現在、医療用動画の編集やエンコード、オーサリングを依頼される事が多く、多くの医師からのご相談をいただきます。

手術動画に関して多くの医師から要望が多いものを他施設の医師やそれらの業務に携わる医療従事者の為に情報発信いたします。

 

まず知っておかなければならない動画の事

 動画の事で絶対に知っておいてもらいた事は解像度が異なるフルハイビジョンとフルではないハイビジョンとSDという3つがあると言う事、それらとは別にビットレートやフレーム数など動画の画質に関わる事柄があると言う事です。

 解像度とはいうなれば画面の大きさです解像度が大きいフルハイビジョンでもビトレートが低すぎれば画質は悪くなるのです。

 ですからフルハイビジョンは全て画質が良いというのは間違いです。

 逆にSDの640×480の解像度ではいくらビットレートが高くても画角が狭いのでPCや4Kテレビなど解像度が高い画面で動画をみると画質は悪く(引き延ばされて)見えます。

 一般的にDVDVideo形式で録画した動画は解像度が720×480でビットレートが10Mbps以下になります。解像度がハイビジョン以下なのでPCやTVなどで引き伸ばしてみるとやはり画質が悪いと感じる事があると思います。

 さらに動画を長くすると、ビットレートや解像度を落とさないと4.7Gバイトサイズに入りきらないので、長い動画はどうしても画質が悪くなるのです。

 

エンコードによって高画質化するというのは不可能な事で元の画質を超える事はできないと知っておきましょう。

 高画質なものから画質の劣化を極力防いで低容量の動画ファイルを作る事とDVDビデオからはDVD画質同等の動画ファイルしかできないと言う事をいがいに知らないものです。

 

 

 

手術動画提出の問題点

近年医師の認定制度の判断基準として術中動画(手術技術)の採点などがあります。

たとえば日本内視鏡外科学会などでは認定医の認定項目に手術動画の項目があり、消化器・一般外科、小児外科、産科・婦人科、整形外科の領域での内視鏡外科手術の動画の提出が必須となっています。

手術時の動画は一般家庭用のレコーダーや業務用レコーダー、さらに専用に作られた録画システムなどに録画されるのが一般的です。

この録画された動画を提出するわけですが、近年のデジタル家電領域や医療画像処理の発展は著しく高画質録画にともなうデータの肥大化などで学会提出する録画データを思うような記録方式で提出できないという問題があります。

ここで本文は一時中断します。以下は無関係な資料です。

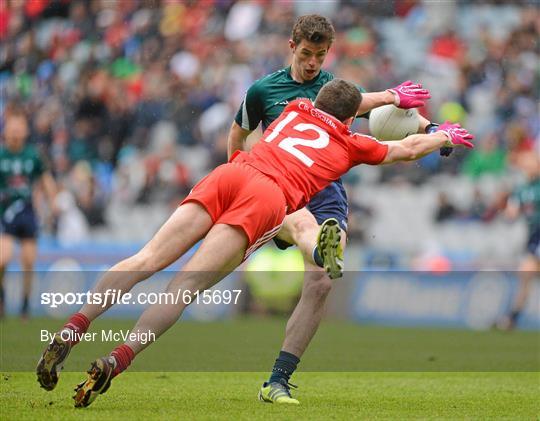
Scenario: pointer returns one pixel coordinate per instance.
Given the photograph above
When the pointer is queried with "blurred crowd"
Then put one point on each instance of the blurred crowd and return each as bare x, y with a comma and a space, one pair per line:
131, 100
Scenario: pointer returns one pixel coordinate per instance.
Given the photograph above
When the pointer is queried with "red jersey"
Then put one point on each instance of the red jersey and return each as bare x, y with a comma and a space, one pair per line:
305, 149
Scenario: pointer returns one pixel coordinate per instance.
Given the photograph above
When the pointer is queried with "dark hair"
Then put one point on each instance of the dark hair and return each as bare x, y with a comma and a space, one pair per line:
313, 28
339, 98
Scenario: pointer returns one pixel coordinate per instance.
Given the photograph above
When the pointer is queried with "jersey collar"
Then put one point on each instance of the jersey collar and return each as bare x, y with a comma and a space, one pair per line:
307, 82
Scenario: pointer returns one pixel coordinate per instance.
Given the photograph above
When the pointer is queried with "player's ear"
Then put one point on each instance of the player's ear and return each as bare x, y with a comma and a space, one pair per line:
349, 121
292, 45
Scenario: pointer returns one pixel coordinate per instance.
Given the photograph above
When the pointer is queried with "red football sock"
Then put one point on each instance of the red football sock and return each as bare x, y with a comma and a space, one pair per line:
123, 355
79, 323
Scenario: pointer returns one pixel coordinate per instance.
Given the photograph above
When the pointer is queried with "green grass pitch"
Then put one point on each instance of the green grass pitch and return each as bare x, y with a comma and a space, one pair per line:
214, 370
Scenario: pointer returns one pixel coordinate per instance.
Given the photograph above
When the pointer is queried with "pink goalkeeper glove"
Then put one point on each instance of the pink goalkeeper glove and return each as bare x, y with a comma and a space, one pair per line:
456, 135
409, 95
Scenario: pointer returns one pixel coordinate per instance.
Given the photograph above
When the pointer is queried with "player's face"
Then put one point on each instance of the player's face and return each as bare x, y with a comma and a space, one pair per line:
15, 132
308, 58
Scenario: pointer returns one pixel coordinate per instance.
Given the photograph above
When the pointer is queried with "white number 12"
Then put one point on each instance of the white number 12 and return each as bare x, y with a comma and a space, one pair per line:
288, 144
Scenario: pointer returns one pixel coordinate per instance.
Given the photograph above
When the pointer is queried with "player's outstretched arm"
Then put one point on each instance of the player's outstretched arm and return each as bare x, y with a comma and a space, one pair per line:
236, 141
405, 95
418, 145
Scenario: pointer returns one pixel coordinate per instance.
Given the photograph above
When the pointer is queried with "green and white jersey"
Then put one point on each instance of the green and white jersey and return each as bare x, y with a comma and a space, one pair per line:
267, 97
18, 173
527, 197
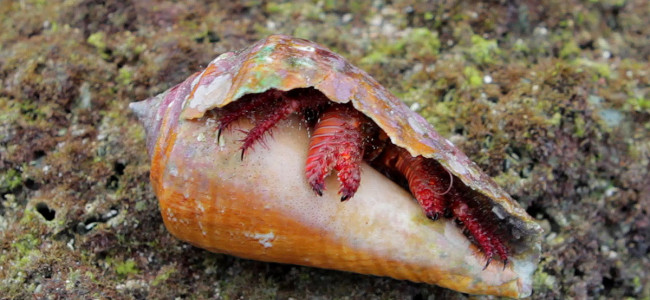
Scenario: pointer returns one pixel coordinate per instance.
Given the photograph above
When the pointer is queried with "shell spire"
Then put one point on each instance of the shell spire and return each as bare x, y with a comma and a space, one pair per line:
263, 208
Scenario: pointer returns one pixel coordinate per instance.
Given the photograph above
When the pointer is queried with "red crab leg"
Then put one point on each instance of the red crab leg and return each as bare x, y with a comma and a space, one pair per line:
274, 112
424, 180
336, 143
487, 240
243, 107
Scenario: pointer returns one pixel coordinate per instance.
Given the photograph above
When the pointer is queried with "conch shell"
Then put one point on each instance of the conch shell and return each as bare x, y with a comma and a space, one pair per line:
261, 207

 たとえばですが、先の内視鏡外科学会の消化器・一般外科領域における録画データ提出方法はなんとDVD媒体のみ許可となっているんです。

DVDといえば1層DVDなら4.7Gバイトと記録容量しかありません。

 最近の内視鏡では高画質をうたったものがではじめていて4K画質なんていう商品もあるのに提出動画は4.7Gバイトしかみとめられていないのです。

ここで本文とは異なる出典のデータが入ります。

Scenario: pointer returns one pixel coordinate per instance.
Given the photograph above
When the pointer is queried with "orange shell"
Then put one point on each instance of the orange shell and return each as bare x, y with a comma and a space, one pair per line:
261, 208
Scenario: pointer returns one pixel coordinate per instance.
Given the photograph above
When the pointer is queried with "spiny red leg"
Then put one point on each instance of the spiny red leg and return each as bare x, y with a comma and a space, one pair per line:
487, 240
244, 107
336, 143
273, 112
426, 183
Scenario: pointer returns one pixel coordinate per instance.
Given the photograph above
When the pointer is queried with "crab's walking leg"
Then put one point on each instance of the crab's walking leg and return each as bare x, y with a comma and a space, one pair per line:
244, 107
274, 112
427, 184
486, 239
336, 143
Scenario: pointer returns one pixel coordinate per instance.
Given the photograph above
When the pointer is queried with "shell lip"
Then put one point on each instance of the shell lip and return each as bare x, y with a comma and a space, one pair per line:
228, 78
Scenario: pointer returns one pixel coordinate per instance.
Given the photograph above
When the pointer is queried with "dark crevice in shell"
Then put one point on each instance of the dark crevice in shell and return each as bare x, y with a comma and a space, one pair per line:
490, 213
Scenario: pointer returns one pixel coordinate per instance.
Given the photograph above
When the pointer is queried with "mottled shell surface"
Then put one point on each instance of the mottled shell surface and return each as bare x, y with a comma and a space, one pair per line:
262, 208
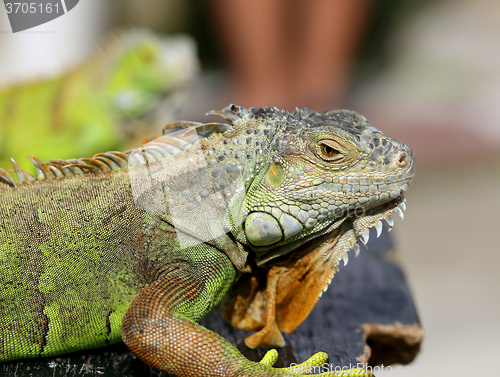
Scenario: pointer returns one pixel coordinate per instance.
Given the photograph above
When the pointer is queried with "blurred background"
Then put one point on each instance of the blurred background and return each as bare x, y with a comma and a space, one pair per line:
425, 72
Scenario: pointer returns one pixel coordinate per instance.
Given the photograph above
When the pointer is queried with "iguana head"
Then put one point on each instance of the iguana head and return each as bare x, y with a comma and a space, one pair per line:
314, 172
143, 67
276, 180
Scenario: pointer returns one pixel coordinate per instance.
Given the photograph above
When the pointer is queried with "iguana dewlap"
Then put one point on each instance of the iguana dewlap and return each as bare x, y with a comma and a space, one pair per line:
138, 246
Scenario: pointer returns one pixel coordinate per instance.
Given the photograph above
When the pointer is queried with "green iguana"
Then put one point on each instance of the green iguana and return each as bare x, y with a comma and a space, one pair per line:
117, 95
138, 246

もし、ブルーレイディスクに手術動画を記録していればDVDへ記録する為には画質をおとして25Gバイトの容量からやく1/5の4.7Gbyteにおさまるようにデータを圧縮しなければならないのです。

さらにですが、別領域の小児外科学会では提出DVDをさらに一般家電で再生できるようにDVDVideo方式に書き出せと指定している始末です。

DVDにデータを焼くだけではだめという学会領域もあるのです。

今回はそんな様々な録画方式が採用されている手術動画に関してどのような対策が必要かを記述し、その具体的な対応について高機能なフリーソフトを活用した方法についてご紹介します。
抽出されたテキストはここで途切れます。